Griese is a repeat of Kafka’s characters. Except he’s carrying a loaded gun

Michael Fehr, born in 1982 and raised in Gümligen near Bern, is not only an author, but also a musician and performer. All of his works are written based on the spoken word and are therefore sound art. In “Simeliberg” the protagonists don’t wade through the mud, which is plentiful here, but rather they “plod”. If someone takes an unsteady step, he doesn’t waver, but rather “sways”. Both words are from the deep 19th century and can be found in the German dictionary of the Brothers Grimm. Jacob and Wilhelm Grimm also wrote the fairy tale “Simeliberg” about two unequal brothers, one poor and righteous, the other rich and greedy, which Fehr probably served as a foil for his story.

Added to this is the playful use of idioms, verbal injuries and, at least to local ears, unusual-sounding Helvetisms such as “halbbatzig” for bungling and “Beschützloch” for cesspit. Fehr has a congenital visual impairment, which is why he speaks all of his texts out loud into a Dictaphone before they are written down on the PC. The typeface of “Simeliberg” is therefore more reminiscent of a long poem than a prose text.

The focus is on the community administrator Anatol Griese, who is commissioned to pick up the old farmer Schwarz in order to hand him over to the Swiss social welfare authority. Something doesn’t seem right with the oddball woodsman. On the one hand, he constantly raves about the fact that humans will populate Mars within this century. On the other hand, he has a chunk of money of unknown origin. Most recently, his wife is missing. But nobody knows what happened to her.

So Griese steers his Land Rover from the bright mountain, where the residents have names like Weiss and Wyss, down to Schwarz’s isolated farmhouse. It is said that it is “squatting down in the swamp”, that it is a “shithole”, that it is a “displacement and toilet”. A downward slide in both a literal and figurative sense, in the course of which Griese becomes more and more “involved” in the story until there seems to be no escape for him. Griese, a revenant of Kafka’s characters. Except he’s carrying a loaded gun.

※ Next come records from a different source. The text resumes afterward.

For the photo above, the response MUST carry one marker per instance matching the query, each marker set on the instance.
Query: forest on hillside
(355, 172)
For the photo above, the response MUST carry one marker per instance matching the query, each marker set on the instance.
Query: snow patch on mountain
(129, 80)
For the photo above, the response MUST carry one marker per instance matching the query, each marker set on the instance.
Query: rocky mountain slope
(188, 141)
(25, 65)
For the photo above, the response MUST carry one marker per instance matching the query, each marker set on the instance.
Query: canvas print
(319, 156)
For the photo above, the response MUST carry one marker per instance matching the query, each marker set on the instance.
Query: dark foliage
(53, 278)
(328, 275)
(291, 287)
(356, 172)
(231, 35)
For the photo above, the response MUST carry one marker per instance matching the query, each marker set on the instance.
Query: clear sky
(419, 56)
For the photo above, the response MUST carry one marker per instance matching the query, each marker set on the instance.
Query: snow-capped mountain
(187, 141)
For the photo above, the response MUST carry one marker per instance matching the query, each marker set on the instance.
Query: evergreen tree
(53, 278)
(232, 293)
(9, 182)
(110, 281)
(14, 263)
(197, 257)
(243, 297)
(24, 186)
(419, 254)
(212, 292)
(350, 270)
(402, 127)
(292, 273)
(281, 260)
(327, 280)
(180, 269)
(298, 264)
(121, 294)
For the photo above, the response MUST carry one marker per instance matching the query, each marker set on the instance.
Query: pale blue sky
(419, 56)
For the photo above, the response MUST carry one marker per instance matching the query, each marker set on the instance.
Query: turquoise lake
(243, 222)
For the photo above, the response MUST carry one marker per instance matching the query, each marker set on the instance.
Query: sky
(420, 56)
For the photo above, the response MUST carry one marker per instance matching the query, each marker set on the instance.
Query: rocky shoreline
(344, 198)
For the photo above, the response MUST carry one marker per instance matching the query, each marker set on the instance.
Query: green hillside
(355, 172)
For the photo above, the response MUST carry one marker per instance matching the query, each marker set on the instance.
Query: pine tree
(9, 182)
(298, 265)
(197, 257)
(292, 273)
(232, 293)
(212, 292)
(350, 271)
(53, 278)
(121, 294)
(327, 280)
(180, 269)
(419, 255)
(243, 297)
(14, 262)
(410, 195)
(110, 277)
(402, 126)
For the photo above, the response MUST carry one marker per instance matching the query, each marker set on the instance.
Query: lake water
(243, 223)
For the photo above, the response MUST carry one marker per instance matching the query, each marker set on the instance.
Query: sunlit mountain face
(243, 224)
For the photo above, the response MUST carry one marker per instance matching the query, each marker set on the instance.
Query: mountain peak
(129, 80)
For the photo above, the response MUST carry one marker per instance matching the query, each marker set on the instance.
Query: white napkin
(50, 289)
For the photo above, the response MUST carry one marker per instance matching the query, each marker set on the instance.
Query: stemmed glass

The ninety-minute radio play by Kai Grehn never leaves any doubts about the case of its main character. Simply because the name Griese is always pronounced with a hard K like crisis. Martin Feifel, who knows how to make a character seem both thin-skinned and harsh like few other actors, is this grumpy character.

Michael Fehr: Simeliberg. Paperback including radio play. The Healthy People Dispatch, Lucerne 2023. 144 pages including download code for the radio play, 19.50 CHF.

(Photo: The Healthy People Dispatch)

His Griese has no chance against the rural stoicism of a black man spoken by Heinz-Josef Braun. Although he is the only one who senses the farmer’s seductive qualities, as the son of a German father in the archaic world of the Swiss mountains, he remains an outsider who is not listened to. Just “a shit”. Where the authorities only want to see a funny, twisted “space euphoria” from Schwarz, he sees through the ultranationalist slogans with which Schwarz entraps young men until they want to establish “a new order of strong people.” Ideology plus esotericism plus weapons: Fehr’s sometimes highly explosive text is more explosive today than it was when it was published.

Kai Grehn always approaches the content of his demanding adaptations through music. This is what he did in his younger radio plays with the electronic duo Tarwater (“Burroughs – The Cat Inside”) and the Americans CocoRosie worked together (“Do you like Emily Dickinson?”). For “Simeliberg” he had the German a cappella trio Mom’s children fetched. This varies what is perhaps the oldest Swiss folk song “Vreneli ab em Guggisberg” in ever new and most wondrous ways, giving the mysterious story its very own rhythm.